FP16 model file size on storage is ~16.07 GB while FP8 is ~8.6 GB.

  1. Evaluate the quantized model's performance on a selected task using lm-eval library, the command below will run evaluation on lambada_openai task and show the perplexity/accuracy at the end.

    lm_eval --model vllm \
        --model_args pretrained="Meta-Llama-3-8B-FP8,add_bos_token=True,dtype=float16,enforce_eager=True" \
        --tasks lambada_openai \
        --device cuda:0 \
        --batch_size 1 \
        --num_fewshot 5

Example Test Results

  • BF16 (not quantized) LLAMA3-8B model.
Tasks Version Filter n-shot Metric Value Stderr
lambada_openai 1 none 5 acc 0.7120 ± 0.0287
none 5 perplexity 3.8683 ± 0.3716
  • FP8 quantized LLAMA3-8B model.
Tasks Version Filter n-shot Metric Value Stderr
lambada_openai 1 none 5 acc 0.7160 ± 0.0286
none 5 perplexity 3.8915 ± 0.3727

Code Walk-through

  1. The non-quantized pre-trained model is loaded using model wrapper from llm-compressor. The corresponding tokenizer is constructed as well.

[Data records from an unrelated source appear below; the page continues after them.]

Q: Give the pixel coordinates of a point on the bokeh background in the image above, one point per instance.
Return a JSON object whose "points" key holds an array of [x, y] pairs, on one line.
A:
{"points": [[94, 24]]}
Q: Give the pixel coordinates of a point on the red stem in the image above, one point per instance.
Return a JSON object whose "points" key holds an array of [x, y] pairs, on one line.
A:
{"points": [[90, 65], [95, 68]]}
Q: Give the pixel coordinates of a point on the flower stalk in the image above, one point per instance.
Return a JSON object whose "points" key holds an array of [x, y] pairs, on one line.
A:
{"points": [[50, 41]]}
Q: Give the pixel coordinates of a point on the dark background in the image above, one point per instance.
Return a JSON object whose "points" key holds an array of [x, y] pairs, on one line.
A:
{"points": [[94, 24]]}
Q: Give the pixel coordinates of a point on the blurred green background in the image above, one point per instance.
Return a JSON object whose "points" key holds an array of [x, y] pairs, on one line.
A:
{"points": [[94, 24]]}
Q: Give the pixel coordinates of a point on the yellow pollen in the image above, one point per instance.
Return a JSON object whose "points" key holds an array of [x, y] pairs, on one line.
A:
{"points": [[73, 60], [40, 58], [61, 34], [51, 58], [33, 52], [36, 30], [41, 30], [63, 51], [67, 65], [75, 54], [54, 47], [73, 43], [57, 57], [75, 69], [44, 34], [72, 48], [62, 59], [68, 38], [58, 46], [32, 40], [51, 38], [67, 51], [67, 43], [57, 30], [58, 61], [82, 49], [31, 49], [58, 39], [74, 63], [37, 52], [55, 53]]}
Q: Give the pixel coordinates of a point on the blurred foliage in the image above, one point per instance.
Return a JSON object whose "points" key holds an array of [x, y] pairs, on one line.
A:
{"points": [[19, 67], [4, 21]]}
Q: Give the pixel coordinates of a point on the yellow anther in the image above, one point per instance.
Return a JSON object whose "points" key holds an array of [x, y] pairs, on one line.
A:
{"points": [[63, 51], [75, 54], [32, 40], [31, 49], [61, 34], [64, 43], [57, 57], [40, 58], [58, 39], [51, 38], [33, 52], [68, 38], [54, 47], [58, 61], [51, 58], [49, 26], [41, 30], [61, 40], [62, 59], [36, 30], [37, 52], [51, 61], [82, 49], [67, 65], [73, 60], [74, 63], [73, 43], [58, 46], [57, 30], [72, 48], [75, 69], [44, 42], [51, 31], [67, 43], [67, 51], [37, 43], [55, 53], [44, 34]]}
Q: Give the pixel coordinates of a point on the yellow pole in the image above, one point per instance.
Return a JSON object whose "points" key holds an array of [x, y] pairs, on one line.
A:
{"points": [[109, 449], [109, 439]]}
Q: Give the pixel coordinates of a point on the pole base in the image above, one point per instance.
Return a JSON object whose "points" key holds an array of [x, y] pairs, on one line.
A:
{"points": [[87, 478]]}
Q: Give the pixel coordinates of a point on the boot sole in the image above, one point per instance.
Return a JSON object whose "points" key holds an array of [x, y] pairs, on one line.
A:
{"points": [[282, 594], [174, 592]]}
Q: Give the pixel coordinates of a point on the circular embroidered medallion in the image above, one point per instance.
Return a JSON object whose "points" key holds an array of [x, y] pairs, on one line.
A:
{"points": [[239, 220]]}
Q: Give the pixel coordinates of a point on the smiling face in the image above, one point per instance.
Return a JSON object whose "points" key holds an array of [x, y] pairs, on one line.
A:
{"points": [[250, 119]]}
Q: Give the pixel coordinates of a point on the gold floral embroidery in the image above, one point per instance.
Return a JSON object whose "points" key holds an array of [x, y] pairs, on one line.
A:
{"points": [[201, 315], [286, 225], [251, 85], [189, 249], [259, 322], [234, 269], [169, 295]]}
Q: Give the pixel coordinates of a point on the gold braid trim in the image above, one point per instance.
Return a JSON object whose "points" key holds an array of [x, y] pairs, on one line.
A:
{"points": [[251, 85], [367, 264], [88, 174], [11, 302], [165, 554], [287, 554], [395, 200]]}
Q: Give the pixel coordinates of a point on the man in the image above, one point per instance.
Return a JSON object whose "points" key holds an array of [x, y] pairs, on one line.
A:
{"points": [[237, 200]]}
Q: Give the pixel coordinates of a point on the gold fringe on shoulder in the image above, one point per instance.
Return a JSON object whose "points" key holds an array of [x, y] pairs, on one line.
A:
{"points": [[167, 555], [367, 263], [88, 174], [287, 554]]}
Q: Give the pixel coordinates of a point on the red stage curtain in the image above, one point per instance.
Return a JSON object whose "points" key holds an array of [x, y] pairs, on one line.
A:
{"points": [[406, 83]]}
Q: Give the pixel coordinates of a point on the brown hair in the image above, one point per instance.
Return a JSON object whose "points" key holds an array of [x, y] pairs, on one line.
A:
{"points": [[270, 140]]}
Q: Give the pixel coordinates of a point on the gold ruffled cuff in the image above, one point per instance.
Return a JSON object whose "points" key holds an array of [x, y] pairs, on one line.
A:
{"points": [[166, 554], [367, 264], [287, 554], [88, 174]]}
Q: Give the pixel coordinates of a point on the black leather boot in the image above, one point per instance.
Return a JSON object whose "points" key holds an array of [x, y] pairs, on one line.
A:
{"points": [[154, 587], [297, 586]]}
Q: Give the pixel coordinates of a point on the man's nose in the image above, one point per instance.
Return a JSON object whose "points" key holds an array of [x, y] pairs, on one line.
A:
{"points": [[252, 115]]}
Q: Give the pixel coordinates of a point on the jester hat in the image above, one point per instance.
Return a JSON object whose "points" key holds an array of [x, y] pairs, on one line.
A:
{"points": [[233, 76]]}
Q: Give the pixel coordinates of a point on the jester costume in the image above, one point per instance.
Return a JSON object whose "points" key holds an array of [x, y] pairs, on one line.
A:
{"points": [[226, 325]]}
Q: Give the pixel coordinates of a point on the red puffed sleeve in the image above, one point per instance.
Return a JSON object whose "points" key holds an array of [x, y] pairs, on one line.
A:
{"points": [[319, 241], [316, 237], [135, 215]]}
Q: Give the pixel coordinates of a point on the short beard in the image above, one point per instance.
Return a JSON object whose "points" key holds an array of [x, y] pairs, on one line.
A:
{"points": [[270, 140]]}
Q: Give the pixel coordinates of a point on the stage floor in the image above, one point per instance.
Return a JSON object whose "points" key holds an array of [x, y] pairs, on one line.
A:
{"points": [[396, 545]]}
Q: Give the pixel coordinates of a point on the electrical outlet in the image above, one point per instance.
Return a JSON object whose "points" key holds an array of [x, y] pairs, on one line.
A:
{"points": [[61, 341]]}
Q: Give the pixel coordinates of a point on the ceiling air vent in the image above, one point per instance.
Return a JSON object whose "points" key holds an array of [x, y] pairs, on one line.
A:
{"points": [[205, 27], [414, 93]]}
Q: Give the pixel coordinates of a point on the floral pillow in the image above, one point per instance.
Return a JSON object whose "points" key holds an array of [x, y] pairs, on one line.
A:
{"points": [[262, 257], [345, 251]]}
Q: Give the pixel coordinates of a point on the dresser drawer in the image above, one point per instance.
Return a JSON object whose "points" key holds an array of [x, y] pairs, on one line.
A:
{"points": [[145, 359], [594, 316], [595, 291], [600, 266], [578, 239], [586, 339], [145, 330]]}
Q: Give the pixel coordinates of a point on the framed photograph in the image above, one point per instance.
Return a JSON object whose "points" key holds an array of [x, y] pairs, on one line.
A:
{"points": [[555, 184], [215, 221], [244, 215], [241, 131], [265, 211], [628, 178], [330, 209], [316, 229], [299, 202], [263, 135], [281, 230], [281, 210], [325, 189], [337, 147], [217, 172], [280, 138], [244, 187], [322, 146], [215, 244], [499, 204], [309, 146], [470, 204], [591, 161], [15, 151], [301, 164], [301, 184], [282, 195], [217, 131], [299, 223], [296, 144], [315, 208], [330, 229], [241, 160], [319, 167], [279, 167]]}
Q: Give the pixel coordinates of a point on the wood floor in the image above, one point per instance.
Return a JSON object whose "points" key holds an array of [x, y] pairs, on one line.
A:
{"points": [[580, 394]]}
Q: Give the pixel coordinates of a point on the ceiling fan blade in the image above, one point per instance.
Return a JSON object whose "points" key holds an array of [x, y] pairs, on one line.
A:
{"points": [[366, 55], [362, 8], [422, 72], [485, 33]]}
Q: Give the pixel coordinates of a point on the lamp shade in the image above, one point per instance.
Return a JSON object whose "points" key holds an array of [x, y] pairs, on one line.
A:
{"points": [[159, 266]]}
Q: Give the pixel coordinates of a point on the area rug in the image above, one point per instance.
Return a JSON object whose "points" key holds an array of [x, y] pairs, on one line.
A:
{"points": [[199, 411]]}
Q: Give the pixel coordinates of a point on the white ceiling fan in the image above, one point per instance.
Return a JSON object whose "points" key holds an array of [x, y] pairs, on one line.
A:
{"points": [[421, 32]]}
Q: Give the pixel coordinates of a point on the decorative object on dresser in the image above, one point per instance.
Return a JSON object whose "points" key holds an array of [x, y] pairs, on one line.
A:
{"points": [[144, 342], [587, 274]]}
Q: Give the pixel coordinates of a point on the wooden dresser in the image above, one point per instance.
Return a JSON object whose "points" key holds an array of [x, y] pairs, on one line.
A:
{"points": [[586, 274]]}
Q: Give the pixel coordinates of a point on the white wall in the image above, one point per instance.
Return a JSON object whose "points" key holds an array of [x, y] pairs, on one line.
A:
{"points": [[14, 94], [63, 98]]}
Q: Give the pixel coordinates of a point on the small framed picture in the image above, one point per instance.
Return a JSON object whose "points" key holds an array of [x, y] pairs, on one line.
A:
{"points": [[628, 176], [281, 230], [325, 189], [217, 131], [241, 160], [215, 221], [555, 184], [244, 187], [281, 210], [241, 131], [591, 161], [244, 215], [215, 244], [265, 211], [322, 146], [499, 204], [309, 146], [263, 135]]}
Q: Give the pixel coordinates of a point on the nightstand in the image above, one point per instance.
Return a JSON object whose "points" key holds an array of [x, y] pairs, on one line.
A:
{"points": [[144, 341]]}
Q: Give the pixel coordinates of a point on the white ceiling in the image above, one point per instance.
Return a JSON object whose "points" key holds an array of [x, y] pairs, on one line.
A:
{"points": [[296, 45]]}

    from llmcompressor.modifiers.quantization import QuantizationModifier
    from llmcompressor.transformers import SparseAutoModelForCausalLM
    from llmcompressor import oneshot
    
    model = SparseAutoModelForCausalLM.from_pretrained(model_args.model_name_or_path, torch_dtype=model_args.torch_dtype)
    tokenizer = AutoTokenizer.from_pretrained(model_args.model_name_or_path)
  2. Quantization setting is provided using QuantizationModifier, additional settings can be found in FP8Arguments.

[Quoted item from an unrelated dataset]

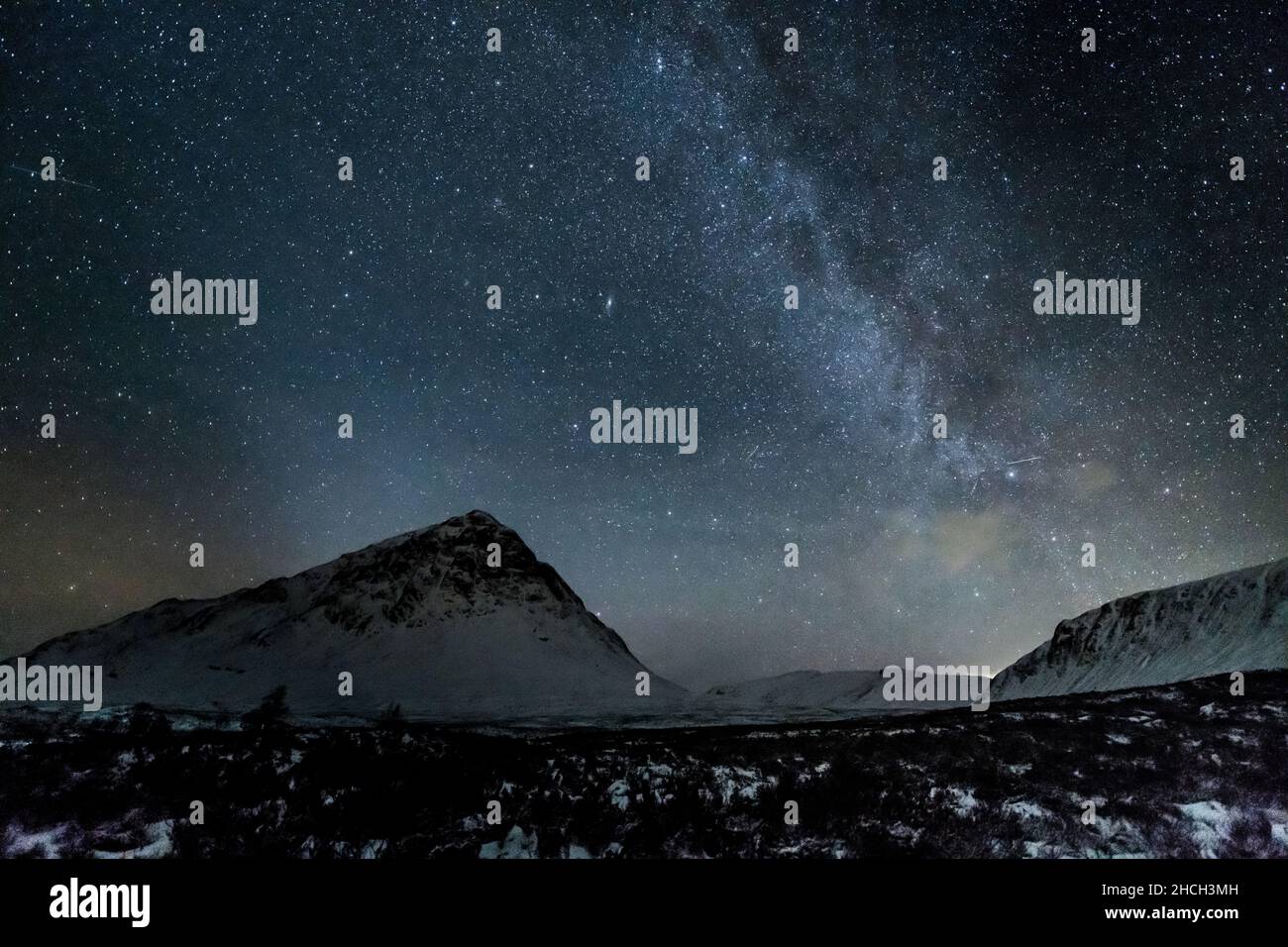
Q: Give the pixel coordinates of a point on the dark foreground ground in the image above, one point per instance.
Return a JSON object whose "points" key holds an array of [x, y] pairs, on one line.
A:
{"points": [[1183, 771]]}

    recipe = QuantizationModifier(
        targets=fp8_args.targets,
        scheme=fp8_args.scheme,
        ignore=fp8_args.ignore,
    )
  3. FP8 quantization is performed by calling the oneshot function.

    oneshot(
        model=model,
        recipe=recipe,
        max_seq_length=data_args.max_seq_length,
        num_calibration_samples=data_args.num_calibration_samples,
    )
  4. The quantized model and the tokenizer are then saved in output_dir.

    logger.info("Saving quantized model and tokenizer to {}".format(output_dir))
    model.save_pretrained(output_dir)
    tokenizer.save_pretrained(output_dir)
  5. Model evaluation is done using lm_eval through vllm. Accuracy and perplexity on the lambada_openai task will be reported.

    lm_eval --model vllm \
        --model_args pretrained="Meta-Llama-3-8B-FP8", add_bos_token=True, dtype="float16", enforce_eager=True \
        --tasks lambada_openai \
        --device cuda:0 \
        --batch_size auto \
        --num_fewshot 5

Note

Even though A100 does not support FP8 computation, vllm can still utilize the compressed FP8 model and use FP16 computation to perform efficient inference.